Summary – This is an innovative collaborative public engagement project, which focuses on living beyond treatment for head and neck cancer and aims to disseminate novel research, recently completed within the University, into improved rehabilitation processes.

Project – Methods We Trust: Developing Trust Between Researchers and the Community About Clinical Trial Research.
Members – Liam Bishop and Delia Muir.
Summary – This project aims to build sustainable, equitable relationships between the Culturally Diverse Hub, the communities they serve and Leeds Institute for Clinical Trials Research (LICTR), and to further develop, evaluate and share inclusive community engagement methodologies. 

Project – The ‘YUK’ Microbiome Citizen Science Community Project.
Members – Yasmen Elsadek, Professor Sue Pavitt, Lucy Simpson, Poonam Anand, Dr Thuy Do, Jack Lynch, Emma Black, Dr Karen Vinall-Collier and Dr Julia Csikar, with (external) Holly Davies, Flavian Kow, Richard Boards and Jenny Boards.
Summary – This project addresses oral health inequality in disadvantaged teenagers in West Yorkshire embedded within the infrastructure of RAISED in Yorkshire, a collaborative public engagement programme.
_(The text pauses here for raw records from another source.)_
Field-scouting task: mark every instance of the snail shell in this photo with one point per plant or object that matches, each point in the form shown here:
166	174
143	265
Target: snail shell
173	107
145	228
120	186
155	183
Leeds University Business School (LUBS)

Project – Improving Research Culture Through Addressing Inequality in Research Funding.
Members – Dr Charlotte Stephenson, Jo Garrick, Hannah Preston, Shereen Robinson, Sarah Shaw and Professor Yingqi (Annie) Wei.
Summary – This project aims to develop an evidence-based research funding culture strategy to improve equality in research funding applications and grant attainments that will be implemented in LUBS.  

Organisational Development and Professional Learning (OD&PL)

Project – Parental Leave and Return to Work Group Coaching Programme Pilot.
Members – Dr Marjorie Boissinot, Jenny Love and Dr Fiona Gill.
Summary – The aim of this project is to provide tailored support for female research colleagues preparing to return to work after maternity, adoption or shared parental leave (collectively referred to here as parental leave), or recently returned from such leave, with the ultimate goal of increasing retention of women in academia.